Mustard Herb Skillet Bread
Ingredients
Bread
- 3/4 cup water 100-110℉
- 1 1/2 tsp active dry yeast
- 1 tsp sugar
- 2 tbsp olive oil
- 1 3/4 cups all purpose flour
- 1 tsp salt
Mustard Topping
- 1/4 cup dijon mustard
- 2 tbsp olive oil
- 1 tsp dried Italian herb mix
- 1 clove garlic minced
- generous pinch salt
- generous pinch black pepper
- 1/4 cup Parmesan cheese freshly grated
Servings: wedges
Instructions
Mustard Topping
- In a small bowl whisk together all ingredients except for cheese and set aside until ready to use.
Bread
- In the bowl of a stand mixer fitted with a dough hook stir together water, yeast and sugar. Allow to ferment for 5-7 minutes. Stir in 1 cup of flour, olive oil and salt. Begin kneading, adding additional flour by the 1/4 cup until dough starts to pull away from the sides.
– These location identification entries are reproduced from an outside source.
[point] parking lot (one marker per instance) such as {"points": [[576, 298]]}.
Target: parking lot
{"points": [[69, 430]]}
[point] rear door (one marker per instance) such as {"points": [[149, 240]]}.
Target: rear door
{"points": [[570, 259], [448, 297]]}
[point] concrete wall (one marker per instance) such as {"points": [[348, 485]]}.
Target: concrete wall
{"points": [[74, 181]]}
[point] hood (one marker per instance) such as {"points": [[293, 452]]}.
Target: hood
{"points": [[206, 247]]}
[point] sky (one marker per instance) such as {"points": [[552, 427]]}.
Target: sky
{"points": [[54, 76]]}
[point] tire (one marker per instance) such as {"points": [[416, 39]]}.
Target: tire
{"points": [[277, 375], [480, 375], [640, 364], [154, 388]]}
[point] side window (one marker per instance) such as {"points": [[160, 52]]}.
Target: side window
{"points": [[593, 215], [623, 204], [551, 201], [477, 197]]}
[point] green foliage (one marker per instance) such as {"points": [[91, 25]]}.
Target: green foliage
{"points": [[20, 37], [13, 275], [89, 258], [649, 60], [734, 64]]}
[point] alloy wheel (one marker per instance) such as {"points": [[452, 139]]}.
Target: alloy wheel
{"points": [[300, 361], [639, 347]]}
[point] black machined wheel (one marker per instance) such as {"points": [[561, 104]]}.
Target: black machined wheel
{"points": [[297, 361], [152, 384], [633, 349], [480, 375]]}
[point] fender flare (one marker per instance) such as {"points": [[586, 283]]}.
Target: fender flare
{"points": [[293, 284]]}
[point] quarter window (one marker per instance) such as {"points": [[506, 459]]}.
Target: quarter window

Continue to knead until dough is soft and silky, about 5-7 minutes.
- Turn out dough into a large greased bowl, cover and allow to rise in a warm, draft free area until double in size, about 1 hour.
- Preheat oven to 425℉. Oil a 10" cast iron skillet and push dough evenly into pan with oiled fingers, creating dimples as you go. Allow dough to rest a few minutes to relax dough if having trouble pushing it out to the edge. Cover and allow to rise for 20 minutes.
- Brush dough with mustard topping and sprinkle with parmesan cheese. Bake in preheated oven for 20-22 minutes until golden. Remove from oven and allow to cool a few minutes in pan before lifting out onto cooling rack. May be eaten slightly warm or at room temperature.
Recipe Notes
Recipe yields approximately 490 grams of dough.